Intuir sugerentes correspondencias entre lo infinitamente grande y lo infinitamente pequeño constituye una de esas fértiles imágenes que visitan a los hombres, en diferentes momentos de la civilización, excitando su imaginación geométrica al contacto con la textura de lo real. Un hallazgo que permite a la ciencia generar nuevas categorías de modelos matemáticos de la naturaleza y a los artistas explorar con nuevos instrumentos conceptuales la orografía de la realidad.

Guiada por la precisión helada de la analogía, se interna Rosalía Pazo Maside en la espesura, con una mirada que se sitúa en las antípodas del éxtasis devoto de los romanticismos. Verdadera prolongación del Taller, la naturaleza, como laboratorio de formas, es el lugar en donde han sido gestados una buena parte de sus últimos trabajos. Vida que crece y se despliega en perpetuo movimiento, que se ramifica imparable, integrando así en la propia obra al espacio que la acoge.

Estos HOLOGRAMAS ROTOS -en los que cada fragmento de cristal quebrado contiene la totalidad de la imagen representada- se articulan en torno a la constatación de que los mecanismos naturales de crecimiento y ocupación del espacio, responden a un número limitado y finito de procedimientos, procesos que se hacen visibles, con idéntica estructura, en los diferentes niveles de realidad.

Una realidad que ya no puede ser leída como un todo continuo, como un texto con un principio y un final, sino como un conjunto de frases musicales, un entramado dinámico sujeto a variaciones rítmicas, del cual es posible extraer ostinatos que se reiteran en distintas posiciones, evidenciando un isomorfismo esencial que recorre transversalmente los fenómenos más dispares, generando insólitos parentescos. Simetría que ejemplifica con extraordinaria pureza la pieza titulada “Espacio contenido”, en la que el sencillo gesto de un espejo duplica, en un único e idéntico trazo, ramas y raíces, cielo e infierno, muerte y deseo.

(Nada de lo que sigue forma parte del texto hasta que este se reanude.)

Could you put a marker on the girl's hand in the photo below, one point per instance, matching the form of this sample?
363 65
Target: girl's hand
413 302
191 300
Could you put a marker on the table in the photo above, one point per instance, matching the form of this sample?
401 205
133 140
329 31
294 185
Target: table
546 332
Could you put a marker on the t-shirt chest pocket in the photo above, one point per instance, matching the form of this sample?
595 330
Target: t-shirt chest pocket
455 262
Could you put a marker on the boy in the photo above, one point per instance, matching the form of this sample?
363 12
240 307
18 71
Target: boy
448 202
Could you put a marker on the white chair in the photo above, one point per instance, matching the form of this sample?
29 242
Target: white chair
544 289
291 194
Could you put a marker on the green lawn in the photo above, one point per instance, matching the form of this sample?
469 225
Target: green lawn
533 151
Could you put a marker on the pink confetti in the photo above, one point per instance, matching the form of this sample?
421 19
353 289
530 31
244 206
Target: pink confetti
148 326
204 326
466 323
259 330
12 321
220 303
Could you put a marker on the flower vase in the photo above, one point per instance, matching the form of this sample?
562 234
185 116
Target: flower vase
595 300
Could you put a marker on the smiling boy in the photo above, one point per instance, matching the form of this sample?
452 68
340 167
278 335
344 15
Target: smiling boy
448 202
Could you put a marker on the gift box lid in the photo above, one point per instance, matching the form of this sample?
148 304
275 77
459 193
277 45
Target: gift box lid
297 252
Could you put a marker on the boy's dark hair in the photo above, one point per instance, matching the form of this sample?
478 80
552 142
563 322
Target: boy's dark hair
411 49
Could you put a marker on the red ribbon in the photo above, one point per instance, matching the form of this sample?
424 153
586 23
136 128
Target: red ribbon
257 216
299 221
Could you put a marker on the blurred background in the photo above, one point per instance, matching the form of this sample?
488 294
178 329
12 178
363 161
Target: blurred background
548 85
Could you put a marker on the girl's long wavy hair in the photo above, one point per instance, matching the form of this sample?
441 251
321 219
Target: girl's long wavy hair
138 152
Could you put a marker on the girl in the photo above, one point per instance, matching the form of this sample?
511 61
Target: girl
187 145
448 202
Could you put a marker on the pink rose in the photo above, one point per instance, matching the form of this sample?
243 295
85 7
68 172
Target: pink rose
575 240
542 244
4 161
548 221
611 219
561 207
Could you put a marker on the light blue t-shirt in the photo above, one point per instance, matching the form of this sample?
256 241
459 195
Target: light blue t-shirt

La taxonomía de lo real que ha emprendido Rosalía Pazo no se demora, en contra de lo que pudiera parecer, tras una lectura superficial de esta exposición, en el potencial simbolizador de los elementos que incorpora a las obras. Si bien resulta imposible escapar totalmente a la densa carga alegórica que soportan objetos/símbolos como árbol, raíz, hoja…, la artista ha asumido con decisión la limpieza radical que ejerció el minimalismo sobre toda la escultura que se ha realizado en el último tramo del Siglo XX y ha dotado a sus piezas de una ligereza formal que las hace rabiosamente contemporáneas.

Los materiales (incitándonos con engañosas resonancias y evocaciones de los postulados del Póvera más vital y menos academicista) son tratados con distanciamiento e ironía, trabajados manualmente hasta conseguir un acabado de apariencia tecnológica y un aspecto de producción informatizada, de esta manera multiplican el equívoco y vienen a sumarse a la fiesta de la simulación, a participar en los juegos de sentido.

Se trabaja con conjuntos de acontecimientos, formal y conceptualmente autosimilares, que se comportan como temas musicales, bloques de notas sometidos a secuencias binarias de identidades y oposiciones, permutaciones y contrapuntos.

La pieza titulada ”Red viaria”, que hace sólo unos meses ocupaba majestuosamente la nave central de la iglesia de S. Martín Pinario en Santiago de Compostela, es una buena muestra de la sutil forma de actuar de esta artista: consigue fundir, en un solo movimiento, secuencias de fenómenos naturales (la raíz desplegándose secreta en el subsuelo) y procesos culturales (las líneas eternamente bifurcadas de los senderos del hombre).

La consecuencia plástica de tales planteamientos no es otra que una profunda implicación del espectador en la obra. Las líneas de nuestra propia ansia, de nuestros propios temores y elecciones, terminan fuertemente ensarmentadas en la trama hábilmente tendida por la artista. Hemos caído en la red, hemos sido atrapados por la precisa retícula que nos mantiene inmóviles, con la mirada prendida en un centro diáfano donde, según sus propias palabras, “manar debiera la savia estremecida del poema”. Las expectativas se verán colmadas.